What's in a Civet? Part III
Today is the day. Civet de canard pour deux day. So far I have spent about 10 minutes preparing the marinade on the first day, braised the meat on the second day which took about 20 minutes actually in the kitchen but three hours in the oven, and then today, which is also another 40 minutes. If you have guests coming, prep everything before they arrive, and then you can spend more time with them as you finish.
- Remove the casserole from the refrigerator. Note that the fat has risen to the top and congealed there. Take a small spoon and remove the congealed fat. Defatting your civet de canard will make it more digestible and the sauce more silky at the end. Don't skip this step.
- Slowly heat the stew until all of the gelatinized parts have liquified, remove the duck and reserve. Using a chinois, strain the sauce into a bowl, and push down on the roasted vegetable to extract all of the juice. Transfer the sauce to a small saucepan, you should have about 2 1/2 cups. The vegetables in the chinois which have roasted with the duck should at this point take a bow and leave the stage. They will no longer play a role in this dish. (you decide what becomes of them...)
Return the casserole containing the sauce to the hot burner, and then pull it halfway off so that the heat only hits one side of the pan. This will allow any impurities circulate and rise to one area of the sauce as it boils. Skim the top regularly for 5 minutes. Your sauce should reduce in this time to about 2 cups.
- While your sauce is reducing, as you periodically skim the sauce, clean the rest of your cepes, cut them into rather large chunks and cut the quetsche plums in half. You can work up to this point in advance of your guests arriving.
- 20 minutes before serving time, heat up a little bit of duck fat or butter in a skillet over medium high heat and add the cepe mushrooms, tossing and pushing them around turning the edges brown until they soften and release their juice. This will take about 3 minutes.
- Press the plums, flesh side down, into the skillet in between the mushrooms. Cover the skillet, turn the heat to low, and let them cook without disturbing for about 5 minutes. (have a martini!)

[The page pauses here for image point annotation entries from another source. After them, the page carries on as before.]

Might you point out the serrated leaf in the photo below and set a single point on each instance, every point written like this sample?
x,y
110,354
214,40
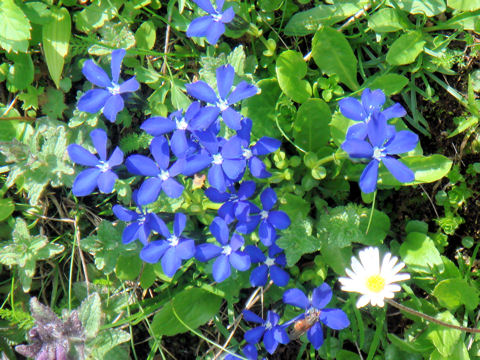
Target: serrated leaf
x,y
340,60
55,39
90,315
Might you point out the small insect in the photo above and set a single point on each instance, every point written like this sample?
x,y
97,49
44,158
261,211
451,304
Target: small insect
x,y
303,325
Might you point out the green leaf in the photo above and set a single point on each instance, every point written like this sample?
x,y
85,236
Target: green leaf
x,y
406,48
90,315
55,39
443,338
193,306
261,108
313,117
464,5
14,27
291,69
297,240
146,35
390,83
418,251
452,293
340,60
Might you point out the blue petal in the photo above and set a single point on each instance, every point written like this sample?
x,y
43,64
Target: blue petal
x,y
85,182
153,251
116,64
352,109
106,181
268,198
369,177
99,140
130,85
335,319
112,107
399,170
225,76
321,296
404,141
202,91
93,100
221,268
141,165
80,155
95,74
296,297
242,91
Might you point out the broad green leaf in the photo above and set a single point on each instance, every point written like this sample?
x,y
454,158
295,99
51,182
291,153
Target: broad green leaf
x,y
333,55
386,20
90,315
261,108
313,118
55,39
452,293
464,5
14,27
390,83
418,251
406,48
443,338
297,239
291,69
307,22
146,35
193,306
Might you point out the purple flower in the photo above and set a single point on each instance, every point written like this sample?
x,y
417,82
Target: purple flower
x,y
372,102
172,250
272,265
227,255
100,172
335,319
384,142
272,332
211,26
223,102
141,222
109,98
161,175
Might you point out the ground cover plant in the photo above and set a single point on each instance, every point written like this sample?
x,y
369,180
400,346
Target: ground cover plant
x,y
210,179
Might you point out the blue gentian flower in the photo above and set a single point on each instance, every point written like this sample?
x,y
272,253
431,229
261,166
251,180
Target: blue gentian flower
x,y
109,98
227,255
141,222
172,250
273,333
384,142
235,203
100,172
161,174
195,118
264,146
223,102
211,26
372,102
269,219
273,265
335,319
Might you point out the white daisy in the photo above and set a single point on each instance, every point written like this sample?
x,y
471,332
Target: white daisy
x,y
375,283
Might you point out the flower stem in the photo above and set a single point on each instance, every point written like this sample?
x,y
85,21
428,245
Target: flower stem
x,y
431,318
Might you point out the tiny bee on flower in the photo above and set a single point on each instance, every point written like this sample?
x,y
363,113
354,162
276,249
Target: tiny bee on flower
x,y
301,326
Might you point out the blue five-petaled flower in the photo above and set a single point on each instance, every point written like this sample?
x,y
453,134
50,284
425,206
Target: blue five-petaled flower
x,y
110,98
100,172
212,26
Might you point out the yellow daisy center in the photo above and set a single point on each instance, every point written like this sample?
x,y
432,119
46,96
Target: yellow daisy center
x,y
375,283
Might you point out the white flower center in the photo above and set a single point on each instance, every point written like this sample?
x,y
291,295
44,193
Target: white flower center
x,y
217,159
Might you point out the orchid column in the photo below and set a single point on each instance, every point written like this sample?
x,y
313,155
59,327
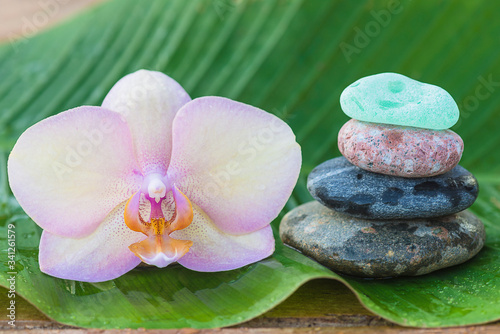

- Place the duck legs onto the mushrooms and plums, and let them steam in the plum juice for 15 minutes over low heat. (in 15 minutes, you will serve this dish.)
- Heat up the sauce again to a simmer, and give it one last skim. With a hand blender, puree the duck liver with 1 tablespoon of Armagnac. Add a ladle of hot sauce to the liver, blend again, and repeat.
Transfer the duck liver/armagnac blend to the sauce. You want to heat it up without boiling it, because if it boils, the liver will coagulate and the sauce will seperate. Think of it as a sauce hollanaise. Very gentle heat and lots of stirring, take it off just as it begins to steam and thicken. Adjust seasoning and add salt only if necessary, remember, you braised the duck legs with cured ham, you most likely won't need any salt. Add lemon juice to brighten the flavor.
- Arrange mushrooms, plums, and duck legs on heated plates, nappe generously with the sauce, and serve immediately.
This dish is worth the wait for sure. People won't know what hit them.